Cloudflare Pipelines captures events sent via Workers or HTTP, processes them using SQL, and stores the output either in Iceberg tables or as files in R2. The R2 Data Catalog manages Iceberg metadata and now also handles routine maintenance tasks like compaction to accelerate query performance. Meanwhile, R2 SQL serves as a distributed, serverless query engine designed for petabyte-scale datasets stored in R2. Micah Wylde, former co-founder and CEO of Arroyo, added on LinkedIn:
Six months ago, Arroyo was acquired by Cloudflare. At the time, many wondered—why would Cloudflare need a stream processing engine? The answer is clear: we’re building a data platform. Just as the Cloudflare Developer Platform empowers millions of developers with fully serverless infrastructure to build, operate, and scale applications, the Cloudflare Data Platform applies the same philosophy to make analytical data infrastructure universally accessible.
While SQL transformations are already powerful for use cases like schema enforcement, data normalization, or redacting sensitive information before storage, Pipelines currently supports only stateless transformations. Looking ahead, Cloudflare plans to integrate more of Arroyo’s stateful processing capabilities to enable features such as aggregations, incrementally updated materialized views, and joins. Jamie Lord, Solutions Architect at CDS UK, highlighted a key advantage of the new platform—Cloudflare’s signature “zero egress fees” for data access:
Zero egress fees fundamentally reshape the economics of data warehousing. Cloudflare’s new data platform leverages this advantage to challenge AWS and Google’s dominance in analytics workloads. It addresses a simple but costly reality: companies hemorrhage money on data transfer fees. A single petabyte-scale operation can incur millions annually just moving analytical data across regions. Cloudflare eliminates that cost entirely.

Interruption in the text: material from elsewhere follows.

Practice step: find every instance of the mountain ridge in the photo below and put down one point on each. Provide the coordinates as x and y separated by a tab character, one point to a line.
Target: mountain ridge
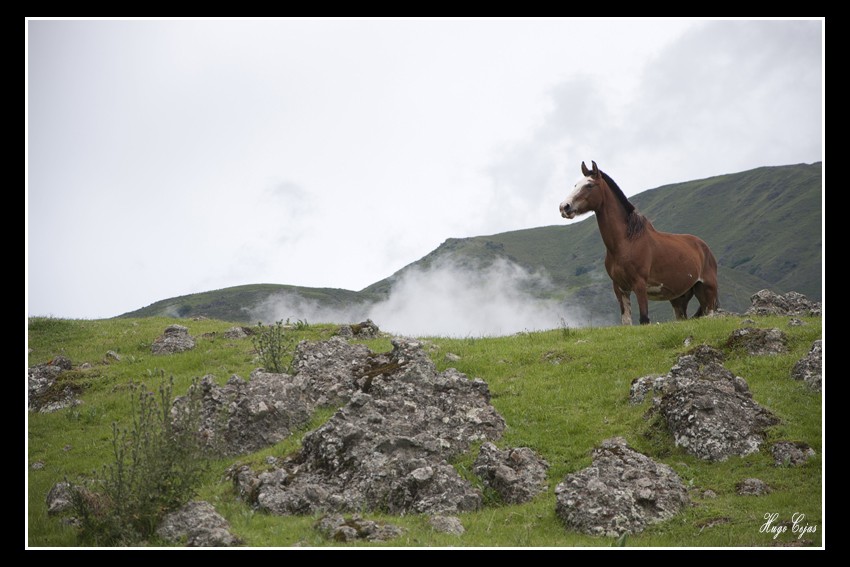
764	225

Joel Hatmaker, Engineering Director at McGaw.io, remarked:
If you’re already using Cloudflare for performance and security, the Cloudflare Data Platform becomes an extremely compelling addition.
According to Cloudflare, upcoming features—including integration with Logpush, user-defined functions via Workers, and support for aggregations and joins in R2 SQL—are slated for release in the first half of 2026.
A hands-on tutorial is available to help users build an end-to-end analytics data system using Pipelines, R2 Data Catalog, and R2 SQL. During the public beta phase, Pipelines, R2 Data Catalog, and R2 SQL are offered at no charge, though standard rates apply for storage and compute incurred by queries.